Bond sales by Spain, France and Britain also weighed on the market in trading thinned by a public holiday in Germany, though some of the losses were recouped later in the day after data showed growth in the U.S. services sector cooled in September.
“The data in euro zone was positive, the retail sales data in particular surprised a bit to the upside and that weighed on the market,” said Gianluca Ziglio, head of fixed income research and Sunrise Brokers.
German 10-year yields rose 1.1 basis points to 1.81 percent while Bund futures shed 9 ticks to settle at 140.23.
French 10-year yields edged 2 bps higher to 2.36 percent as the market absorbed France’s sale of 7.46 billion euros of long-dated bonds. The debt sale met firm demand . Yields on other higher-rated debt, including from Belgium, the Netherlands and Austria, also rose.
Among lower-rated bonds, Irish yields were 2 bps lower at 3.78 after data showed services growth cooled in September.
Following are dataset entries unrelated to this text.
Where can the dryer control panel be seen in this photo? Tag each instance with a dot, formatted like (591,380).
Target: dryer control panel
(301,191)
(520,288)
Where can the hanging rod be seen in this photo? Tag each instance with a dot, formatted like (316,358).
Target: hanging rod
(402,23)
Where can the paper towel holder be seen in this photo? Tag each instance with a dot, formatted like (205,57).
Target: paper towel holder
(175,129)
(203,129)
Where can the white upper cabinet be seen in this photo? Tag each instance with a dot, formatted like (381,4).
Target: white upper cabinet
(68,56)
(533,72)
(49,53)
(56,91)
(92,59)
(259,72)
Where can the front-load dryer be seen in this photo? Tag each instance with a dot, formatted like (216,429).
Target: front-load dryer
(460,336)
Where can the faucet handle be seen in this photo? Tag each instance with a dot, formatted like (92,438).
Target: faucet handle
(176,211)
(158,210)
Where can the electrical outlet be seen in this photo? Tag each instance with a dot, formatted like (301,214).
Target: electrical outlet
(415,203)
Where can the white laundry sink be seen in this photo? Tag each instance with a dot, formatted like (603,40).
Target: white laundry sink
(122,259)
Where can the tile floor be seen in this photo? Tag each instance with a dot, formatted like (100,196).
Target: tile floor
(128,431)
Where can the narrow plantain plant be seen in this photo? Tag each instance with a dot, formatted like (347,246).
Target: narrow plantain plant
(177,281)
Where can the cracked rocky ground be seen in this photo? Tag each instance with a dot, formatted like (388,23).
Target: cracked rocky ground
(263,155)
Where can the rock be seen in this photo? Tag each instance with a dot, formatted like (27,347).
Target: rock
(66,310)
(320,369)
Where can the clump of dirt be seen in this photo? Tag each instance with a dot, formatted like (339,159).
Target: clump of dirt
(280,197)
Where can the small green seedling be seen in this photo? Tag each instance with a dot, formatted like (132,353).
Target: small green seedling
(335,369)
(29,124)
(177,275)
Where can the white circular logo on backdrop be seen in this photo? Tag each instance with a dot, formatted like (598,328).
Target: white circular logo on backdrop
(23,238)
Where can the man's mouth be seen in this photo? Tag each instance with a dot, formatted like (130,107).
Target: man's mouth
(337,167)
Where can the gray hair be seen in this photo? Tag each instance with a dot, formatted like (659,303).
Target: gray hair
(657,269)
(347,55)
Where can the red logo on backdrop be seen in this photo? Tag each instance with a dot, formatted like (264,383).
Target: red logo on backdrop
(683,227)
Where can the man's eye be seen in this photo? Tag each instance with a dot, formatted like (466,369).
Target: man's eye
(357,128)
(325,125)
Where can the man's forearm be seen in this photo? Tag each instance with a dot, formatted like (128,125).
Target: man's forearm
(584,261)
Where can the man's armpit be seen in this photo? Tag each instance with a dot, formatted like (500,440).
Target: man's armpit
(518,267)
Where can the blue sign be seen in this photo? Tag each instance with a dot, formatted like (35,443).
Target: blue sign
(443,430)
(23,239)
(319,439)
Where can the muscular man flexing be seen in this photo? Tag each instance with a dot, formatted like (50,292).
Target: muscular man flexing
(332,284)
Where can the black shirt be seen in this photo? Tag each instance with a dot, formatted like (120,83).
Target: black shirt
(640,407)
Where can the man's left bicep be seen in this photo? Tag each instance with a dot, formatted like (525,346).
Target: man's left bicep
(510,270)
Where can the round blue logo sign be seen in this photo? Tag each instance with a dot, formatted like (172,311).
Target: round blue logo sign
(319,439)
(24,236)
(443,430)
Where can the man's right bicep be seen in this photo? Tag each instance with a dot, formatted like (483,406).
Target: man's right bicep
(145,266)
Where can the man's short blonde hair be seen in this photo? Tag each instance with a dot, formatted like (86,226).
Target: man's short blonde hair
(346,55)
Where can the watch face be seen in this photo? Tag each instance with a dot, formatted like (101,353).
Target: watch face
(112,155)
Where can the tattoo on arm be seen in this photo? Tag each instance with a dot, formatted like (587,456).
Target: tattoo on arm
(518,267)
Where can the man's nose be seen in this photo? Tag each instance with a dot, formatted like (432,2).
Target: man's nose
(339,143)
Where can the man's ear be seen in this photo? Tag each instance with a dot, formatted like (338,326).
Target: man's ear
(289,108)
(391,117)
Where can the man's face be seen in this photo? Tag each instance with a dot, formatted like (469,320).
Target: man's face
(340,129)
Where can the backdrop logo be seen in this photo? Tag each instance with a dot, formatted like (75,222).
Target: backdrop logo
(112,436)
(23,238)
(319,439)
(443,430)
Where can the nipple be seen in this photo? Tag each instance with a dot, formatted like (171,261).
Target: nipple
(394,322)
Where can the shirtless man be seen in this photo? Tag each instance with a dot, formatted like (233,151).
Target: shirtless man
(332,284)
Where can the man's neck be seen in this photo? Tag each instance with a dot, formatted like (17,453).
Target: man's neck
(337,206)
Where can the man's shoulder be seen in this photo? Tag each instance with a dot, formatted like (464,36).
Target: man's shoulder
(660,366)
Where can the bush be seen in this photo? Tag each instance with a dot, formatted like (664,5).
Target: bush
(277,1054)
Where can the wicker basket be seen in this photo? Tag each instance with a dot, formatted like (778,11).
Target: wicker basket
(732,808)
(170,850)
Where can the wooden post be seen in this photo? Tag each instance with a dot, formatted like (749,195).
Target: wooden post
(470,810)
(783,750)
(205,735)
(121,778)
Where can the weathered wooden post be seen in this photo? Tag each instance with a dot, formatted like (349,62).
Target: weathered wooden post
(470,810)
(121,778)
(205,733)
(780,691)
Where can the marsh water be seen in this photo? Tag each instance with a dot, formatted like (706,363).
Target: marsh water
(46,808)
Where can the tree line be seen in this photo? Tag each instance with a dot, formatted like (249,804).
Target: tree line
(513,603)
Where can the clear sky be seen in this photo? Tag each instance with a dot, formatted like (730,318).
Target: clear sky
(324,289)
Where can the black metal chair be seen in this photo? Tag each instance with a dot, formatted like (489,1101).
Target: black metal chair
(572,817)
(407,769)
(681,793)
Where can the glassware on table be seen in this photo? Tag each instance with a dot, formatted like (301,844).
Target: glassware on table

But Spanish yields, which hit their lowest in almost five months on Wednesday, were steady at 4.26 percent after a debt sale and a contraction in the country’s services sector.
Italian 10-year yields were also unchanged on the day at 4.38 percent. Even though Italian Prime Minister Enrico Letta won a confidence vote on Wednesday, analysts say political risk could continue to weigh on Italy relative to its peers.
The market was also digesting comments from European Central Bank President Mario Draghi on Wednesday when he sounded slightly less dovish than some in the market had expected.
Draghi told a news conference the central bank was watching moves in market interest rates closely and was ready to use any policy option to temper them if needed. But he made a distinction between excess liquidity in the financial system and short-term money market rates, saying there was “no stable relation” between the two.
The excess liquidity held by euro zone banks last stood at 220 billion euros. At 200 billion, market rates have historically started to rise.
“Draghi kept a rather dovish tone but we have a feeling that the ECB is not as ready as it is telling us to launch the LTRO (long-term refinancing operation) or even to cut rates,” Cyril Regnat, fixed income strategist at Natixis, said.
Markets were also keeping a wary eye on the partial U.S. government shutdown which analysts said, if it continues, should benefit safe-haven debt.
“If they don’t progress towards a solution to resolve this before they hit the debt ceiling the market may become more nervous on this. The potential impact on the economy would support long-dated yields on the assumption that (Federal Reserve) tapering is going to be delayed,” Ziglio said.